谢锦珠捂住自己的脑门勉强站稳,看着不请自来的庄秀云,奇道:“庄大娘怎么得空来了?”

“是账上有什么要问我的?”

谢锦珠手中总共就这么一个账房,大账小开支都要经她的手记。

村里人都羡慕庄秀云的活儿轻巧,只需要动手腕子,实际上谢锦珠比谁都清楚不是这么回事儿。

庄秀云其实比别人更辛苦,也更不得空。

庄秀云因为撞到了人正在愧疚,听到谢锦珠这么问,赶紧拉着她到边上说:“不是账上的事儿,村里有几个嫂子和大妹子来找我了!”

“她们说自己进不去学堂,索性就想跟着我学认字儿!”

女子从学一事,风波始终不平。

一时兴起又决定放弃的人不少,然而决定一条道走到黑的人也很多。

这些人都知道谢锦珠忙,不好意思像谢五妮她们似的被谢锦珠亲自教。

私底下不知道怎么合计的,一股脑全都冲到庄秀云那儿去了。

庄秀云苦笑道:“我那点三脚猫的本事根本就见不得人,哪儿能轮得到我往台面上摆啊?”

人家敢来学,她也根本就不敢教!

更何况现在村里闹得沸沸扬扬的,甚至连石板乡和庄家屯的人都在暗地里打听。

这块烧红的炭,眼下除了谢锦珠,还当真没人敢伸手去接!

谢锦珠听完有些好笑:“她们想学的无非就是些家常用得到的,大娘若是得空不嫌麻烦,闲暇之余可以教呀。”

庄秀云愣住了:“真的可以教?”

“这……”

“这人人都说女子读书不吉利,万一教了被人……”

“没人会去找你的麻烦。”

谢锦珠猜到她的顾虑,失笑道:“再说了,人多力量大,怕什么麻烦?”

只要能学到真东西,再稍微以银子敲动人心,再大的麻烦都不是麻烦。

自然有人会挡在前头冲锋陷阵。

庄秀云听得眼里一亮又一亮,搓了半天手忍不住说:“我听说,姑娘是赞同女娃也入学的。”

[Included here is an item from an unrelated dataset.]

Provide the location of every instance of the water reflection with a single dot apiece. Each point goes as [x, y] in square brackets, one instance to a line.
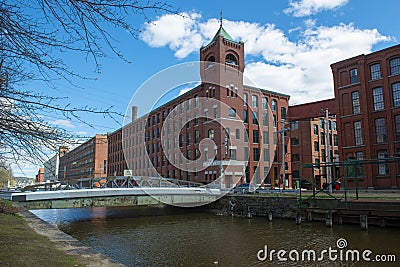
[176, 237]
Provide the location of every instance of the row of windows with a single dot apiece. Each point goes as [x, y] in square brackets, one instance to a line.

“那为何不直接召集起人手,把这些人都拉进学堂,好生拜了夫子正经学呢?”

郭夫子主导的小学堂已经很像样了。

谢锦珠在村里的话语权强,如果她坚持的话,应该也不难?

谁知谢锦珠却说:“还不到时候。”

“总之……”

“大娘不觉得累赘的话,不妨先帮我教一些会握笔的出来吧。”

再开窑的时候,她正好用得上。

庄秀云眼里发飘脚不沾地的走了。

谢锦珠赶紧揣着药瓶子去找牛师傅。

就这个瓶子里的东西,再调整妥当了,她急需大量!

谢锦珠对着牛师傅逐字逐句记下重点的同时,远在千里外的安城。

安王府内。

客居在此的洛清满脸不悦:“我都说了不去,你又来做什么?”

来请的婆子笑得谄媚,卑躬屈膝地说:“姑娘何必推辞呢?”

“今日是王爷的生辰大喜,王府特设了宴席宴请宾客,姑娘是王爷的座上宾,怎么可以缺席呢?”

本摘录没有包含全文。